Does It Matter, Where We Write?

I was holed up in an intermittently blizzard-bound, blacked out, freezing cold bed and breakfast on Martha's Vineyard with no cell phone or internet reception, wrapped in two blankets in front of a fire that was my only light, an unwanted sneeze-inducing cat curled up on my pillow. My car was frozen to the ground, the runway was unplowed, and if there was ever a time I wanted to light out, that was it. Yet in those two weeks, I produced about 200 manuscript pages. 

I should have been able to write at least that much while staying away from home in comfortable weather with real light and no distractions other than a great dog who was content to lie at my feet while I worked.  Zero pages.
 
Snow, lots of it, is the mother of my invention. Chalk up one for the blizzard. 

How many times have we heard our writer friends say, "I can't write there..." ?

Writers use many tricks and habits to call forth the Muse. Bowls of apples in a drawer, stark rooms with a simple wooden desk and chair, a favorite armchair with a board across the lap, Credence playing in the background. Hemingway wrote on top of a refrigerator. Then there's your emotional connection to place, what the light and sound make you think of or feel.  

Can you have such a connection to a place you've never been before? By all reason, I shouldn't have been able to scribble a word in that snowstorm for the worry and the just plain strangeness of the experience, not to mention the cold -- but the words flowed anyway. In a warm, quiet well-lit place with the best dog on earth, it was next to impossible.  
 
Maybe the environment, whatever it is, is just the gateway. Maybe it simply prepares your mind, or eases it, like a batter's practice swing. Once you're really into the writing, little will distract you, and you may not even be fully aware of your surroundings. Do we derive some comfort at the careful placement of apples or tin soldiers or paperweights before the work forces us to leave them behind? Does the absence of what's familiar sometimes free us more than we realize?  

Places matter and don't matter. When you're ready to write, ready to connect with your story, where you are is not so critical because that connection to your work -- physical or emotional -- is the "place" that matters most. An unfamiliar place brings a lack of usual distractions and excuses. Familiar places bring a sense of routine and order -- your table, your chair. Either, sometimes unexpectedly, can evoke a sense of possibility and allow you to see yourself becoming what you want to be. Perhaps it is this belief, or faith, that you must have as a writer, no matter what the geography -- the belief that the words will come.      

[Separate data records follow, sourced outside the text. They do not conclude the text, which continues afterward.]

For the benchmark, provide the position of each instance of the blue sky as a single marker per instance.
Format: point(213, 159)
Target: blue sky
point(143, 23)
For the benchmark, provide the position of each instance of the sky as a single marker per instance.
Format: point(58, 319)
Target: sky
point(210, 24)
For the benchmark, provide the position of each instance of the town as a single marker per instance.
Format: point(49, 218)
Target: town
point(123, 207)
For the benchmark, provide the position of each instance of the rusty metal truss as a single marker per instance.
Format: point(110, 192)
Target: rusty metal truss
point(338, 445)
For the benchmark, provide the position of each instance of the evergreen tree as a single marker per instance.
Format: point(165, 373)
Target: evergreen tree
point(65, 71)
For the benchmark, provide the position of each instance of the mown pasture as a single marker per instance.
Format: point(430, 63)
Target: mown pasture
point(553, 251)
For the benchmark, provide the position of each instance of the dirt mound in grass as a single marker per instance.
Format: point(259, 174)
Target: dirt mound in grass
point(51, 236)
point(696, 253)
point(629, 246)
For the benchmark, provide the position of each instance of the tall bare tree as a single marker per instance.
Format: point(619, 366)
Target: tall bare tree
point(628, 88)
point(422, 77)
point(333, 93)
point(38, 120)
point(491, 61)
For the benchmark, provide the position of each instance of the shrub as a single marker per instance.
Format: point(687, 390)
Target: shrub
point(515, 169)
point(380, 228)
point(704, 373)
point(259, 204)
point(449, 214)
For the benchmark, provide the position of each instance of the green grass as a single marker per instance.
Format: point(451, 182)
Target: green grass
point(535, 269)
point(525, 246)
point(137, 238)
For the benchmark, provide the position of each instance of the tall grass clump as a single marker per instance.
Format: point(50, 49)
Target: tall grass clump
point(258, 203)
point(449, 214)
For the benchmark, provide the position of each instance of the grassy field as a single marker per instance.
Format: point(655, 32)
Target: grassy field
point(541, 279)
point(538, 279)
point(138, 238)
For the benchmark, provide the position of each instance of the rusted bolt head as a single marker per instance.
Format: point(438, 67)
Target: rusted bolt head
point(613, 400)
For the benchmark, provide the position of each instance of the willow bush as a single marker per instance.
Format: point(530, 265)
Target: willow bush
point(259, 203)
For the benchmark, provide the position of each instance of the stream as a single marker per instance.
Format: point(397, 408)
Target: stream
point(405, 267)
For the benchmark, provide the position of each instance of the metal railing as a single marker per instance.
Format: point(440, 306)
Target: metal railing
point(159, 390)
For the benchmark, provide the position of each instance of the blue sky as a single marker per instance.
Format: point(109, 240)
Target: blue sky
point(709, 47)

When I was a kid, I imagined that a writer was always alone on a darkened landscape, in a house with one light burning, pen to paper. I never imagined furniture or garden trees, who the neighbors were, or even a particular type of pen. I never imagined that house being in any particular place. My "place" was a quiet solitude, somewhere I could focus my attention. 

When I think of that brief stay in Martha's Vineyard, there was a house on a darkened landscape, a raging wind, a single window illuminated by firelight, and me at a small, wobbly wooden table, pen to paper.

A thunderstorm has just started here in the city. I love writing during a good storm, and always have. Like ocean waves, the sound of a storm silences everything else.  

Pen to paper.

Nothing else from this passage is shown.